Label name in Fig. 3: 10-left conversion electrode, 11-left reflection electrode, 12-right reflection electrode, 13-right conversion electrode, 14-drive power supply, 15-port I, 16-for drive signal input terminal, 17- Port II, 18 - Power combiner.

Labels and symbol names in Figure 4: 19-the direction of the elliptical movement of the surface particles of the stator half-ring, 20-the propagation direction of the surface acoustic wave, 21-the direction of the friction force on the rotor, 22-the rotation direction of the rotor, 23-the combination of the two stator half-rings The pre-pressure applied to the rotor; P, Q, R, S, T are the contact points between the stator half-ring and the rotor.

Detailed ways:

The working principle and specific implementation of the rotary surface acoustic wave motor will be described in detail below.

As shown in Figure 1 and Figure 2, it consists of a stator assembly, an interdigital transducer, a rotor and a bracket assembly, and is characterized in that: the stator assembly includes an upper stator half-ring 3 and a lower stator half-ring opposite to it 4, wherein the opposite end faces of the upper stator half ring 3 and the lower stator half ring 4 respectively form a slope shape indented from the outer ring face to the inner ring face; the rotor 1 is clamped by the upper stator half ring 3 and the lower stator half ring 4 The rotor 1 is held in the middle, and the surface of the rotor 1 is covered with micron-scale bosses; the interdigital transducer includes two sets of upper and lower interdigital transducer pairs, which are energy circulation method structures, wherein the upper interdigital transducer The pair 2 is processed on the two slopes opposite to the lower stator half ring 4 on the upper stator half ring 3, and the lower IDT pair 5 is processed on the two slopes opposite to the upper stator half ring 3 on the lower stator half ring 4. on the slope; the bracket assembly includes an upper mounting seat 6 and a lower mounting seat 7, and the upper stator half-ring 3 and the lower stator half-ring 4 are glued to the inner ring surfaces of the upper mounting seat 6 and the lower mounting seat 7 respectively. The seat 6 and the lower mounting seat 7 provide the required pre-pressure for the motor to work through the spring washer 9 and the compression bolt 8 .

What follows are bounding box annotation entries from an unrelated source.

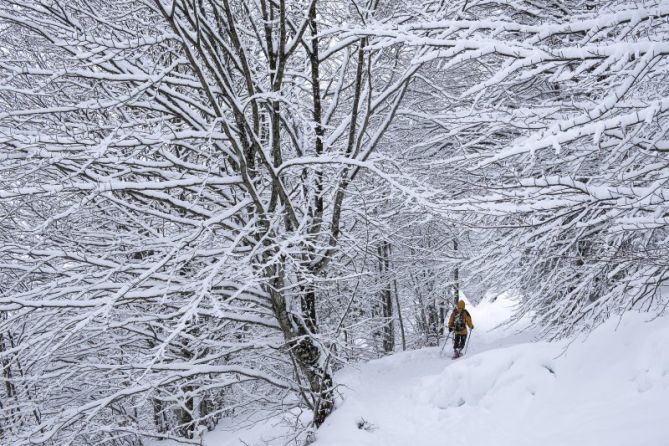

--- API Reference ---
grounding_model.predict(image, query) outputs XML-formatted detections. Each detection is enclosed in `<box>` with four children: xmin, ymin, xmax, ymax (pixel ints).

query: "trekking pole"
<box><xmin>464</xmin><ymin>328</ymin><xmax>474</xmax><ymax>355</ymax></box>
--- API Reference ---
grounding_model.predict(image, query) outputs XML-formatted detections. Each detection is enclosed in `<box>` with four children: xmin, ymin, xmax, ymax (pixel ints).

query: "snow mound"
<box><xmin>314</xmin><ymin>310</ymin><xmax>669</xmax><ymax>446</ymax></box>
<box><xmin>416</xmin><ymin>344</ymin><xmax>555</xmax><ymax>412</ymax></box>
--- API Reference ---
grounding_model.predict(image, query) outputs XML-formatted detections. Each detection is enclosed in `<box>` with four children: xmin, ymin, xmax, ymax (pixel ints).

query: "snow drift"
<box><xmin>316</xmin><ymin>302</ymin><xmax>669</xmax><ymax>446</ymax></box>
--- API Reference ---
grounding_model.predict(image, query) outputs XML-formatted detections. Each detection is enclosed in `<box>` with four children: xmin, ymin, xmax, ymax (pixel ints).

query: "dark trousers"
<box><xmin>453</xmin><ymin>334</ymin><xmax>467</xmax><ymax>350</ymax></box>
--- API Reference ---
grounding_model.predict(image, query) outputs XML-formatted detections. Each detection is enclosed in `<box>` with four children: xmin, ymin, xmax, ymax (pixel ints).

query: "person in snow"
<box><xmin>448</xmin><ymin>300</ymin><xmax>474</xmax><ymax>358</ymax></box>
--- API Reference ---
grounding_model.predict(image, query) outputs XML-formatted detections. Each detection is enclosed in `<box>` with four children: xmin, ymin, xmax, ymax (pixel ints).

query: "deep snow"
<box><xmin>153</xmin><ymin>295</ymin><xmax>669</xmax><ymax>446</ymax></box>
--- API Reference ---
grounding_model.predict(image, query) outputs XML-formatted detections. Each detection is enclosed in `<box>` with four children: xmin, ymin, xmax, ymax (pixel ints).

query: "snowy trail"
<box><xmin>187</xmin><ymin>296</ymin><xmax>669</xmax><ymax>446</ymax></box>
<box><xmin>314</xmin><ymin>296</ymin><xmax>531</xmax><ymax>446</ymax></box>
<box><xmin>313</xmin><ymin>296</ymin><xmax>669</xmax><ymax>446</ymax></box>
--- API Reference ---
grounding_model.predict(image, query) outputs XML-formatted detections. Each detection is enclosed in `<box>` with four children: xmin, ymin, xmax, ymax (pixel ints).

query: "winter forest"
<box><xmin>0</xmin><ymin>0</ymin><xmax>669</xmax><ymax>446</ymax></box>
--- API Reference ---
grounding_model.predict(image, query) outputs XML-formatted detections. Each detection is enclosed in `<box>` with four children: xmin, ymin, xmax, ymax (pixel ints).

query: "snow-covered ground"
<box><xmin>155</xmin><ymin>296</ymin><xmax>669</xmax><ymax>446</ymax></box>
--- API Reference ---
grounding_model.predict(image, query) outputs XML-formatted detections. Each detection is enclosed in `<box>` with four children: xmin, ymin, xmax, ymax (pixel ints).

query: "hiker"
<box><xmin>448</xmin><ymin>300</ymin><xmax>474</xmax><ymax>358</ymax></box>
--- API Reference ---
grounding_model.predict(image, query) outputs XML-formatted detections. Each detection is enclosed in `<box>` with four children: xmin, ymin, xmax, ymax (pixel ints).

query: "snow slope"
<box><xmin>314</xmin><ymin>299</ymin><xmax>669</xmax><ymax>446</ymax></box>
<box><xmin>156</xmin><ymin>295</ymin><xmax>669</xmax><ymax>446</ymax></box>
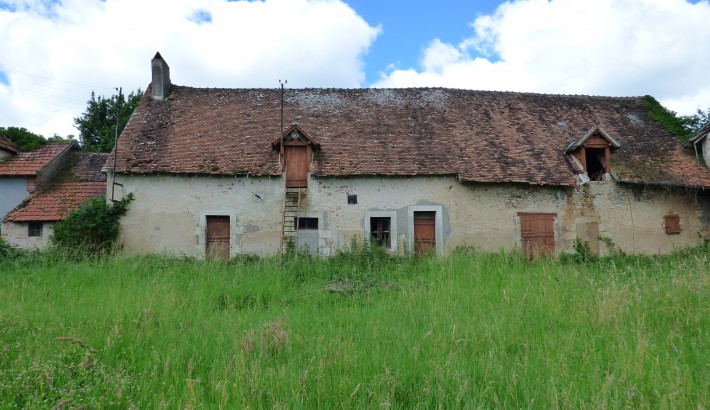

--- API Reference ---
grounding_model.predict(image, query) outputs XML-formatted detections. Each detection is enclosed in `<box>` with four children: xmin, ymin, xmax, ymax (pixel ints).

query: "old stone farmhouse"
<box><xmin>107</xmin><ymin>54</ymin><xmax>710</xmax><ymax>257</ymax></box>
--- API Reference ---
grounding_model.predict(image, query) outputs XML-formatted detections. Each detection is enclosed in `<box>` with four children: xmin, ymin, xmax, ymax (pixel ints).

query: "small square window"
<box><xmin>663</xmin><ymin>215</ymin><xmax>680</xmax><ymax>235</ymax></box>
<box><xmin>298</xmin><ymin>218</ymin><xmax>318</xmax><ymax>231</ymax></box>
<box><xmin>27</xmin><ymin>222</ymin><xmax>43</xmax><ymax>237</ymax></box>
<box><xmin>370</xmin><ymin>218</ymin><xmax>391</xmax><ymax>248</ymax></box>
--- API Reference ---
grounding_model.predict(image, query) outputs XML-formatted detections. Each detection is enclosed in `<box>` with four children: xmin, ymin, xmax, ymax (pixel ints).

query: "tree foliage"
<box><xmin>74</xmin><ymin>89</ymin><xmax>143</xmax><ymax>152</ymax></box>
<box><xmin>681</xmin><ymin>107</ymin><xmax>710</xmax><ymax>137</ymax></box>
<box><xmin>644</xmin><ymin>95</ymin><xmax>710</xmax><ymax>143</ymax></box>
<box><xmin>0</xmin><ymin>127</ymin><xmax>47</xmax><ymax>151</ymax></box>
<box><xmin>49</xmin><ymin>194</ymin><xmax>133</xmax><ymax>257</ymax></box>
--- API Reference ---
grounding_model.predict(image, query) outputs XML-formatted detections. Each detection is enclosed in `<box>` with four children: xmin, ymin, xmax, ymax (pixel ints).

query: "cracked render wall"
<box><xmin>108</xmin><ymin>175</ymin><xmax>708</xmax><ymax>257</ymax></box>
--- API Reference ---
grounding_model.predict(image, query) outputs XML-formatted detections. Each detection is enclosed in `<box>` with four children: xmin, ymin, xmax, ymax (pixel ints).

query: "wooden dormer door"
<box><xmin>284</xmin><ymin>144</ymin><xmax>310</xmax><ymax>188</ymax></box>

As shown in Figure 3, the two end surfaces of the upper and lower stator half rings are processed into inclined surfaces as shown in the figure, and at the same time, a circular arc transition is adopted between the inclined surface and the inner ring surface of the upper and lower stator half rings. There are two main functions, one is to make the interdigital transducer processed on it avoid the working surface of the rotor; the other is to ensure that the surface acoustic wave excited by the interdigital transducer can effectively pass through the transition surface Propagate on the inner ring surface to avoid large reflection loss during surface acoustic wave propagation.

Cylindrical bosses of micron size are processed on the surface of the rotor by dry etching, and the ratio of the diameter of the bosses to the gap between the bosses is controlled between 1:4 and 1:8. The purpose of processing the boss is to: increase the contact pressure between the stator and rotor, thereby reducing the influence of air extrusion film and pollutants; the purpose of controlling the size ratio between the diameter of the boss and the gap between the boss is to reduce the acoustic surface The phase change during wave propagation is also conducive to the passage of air flow, thereby reducing air resistance.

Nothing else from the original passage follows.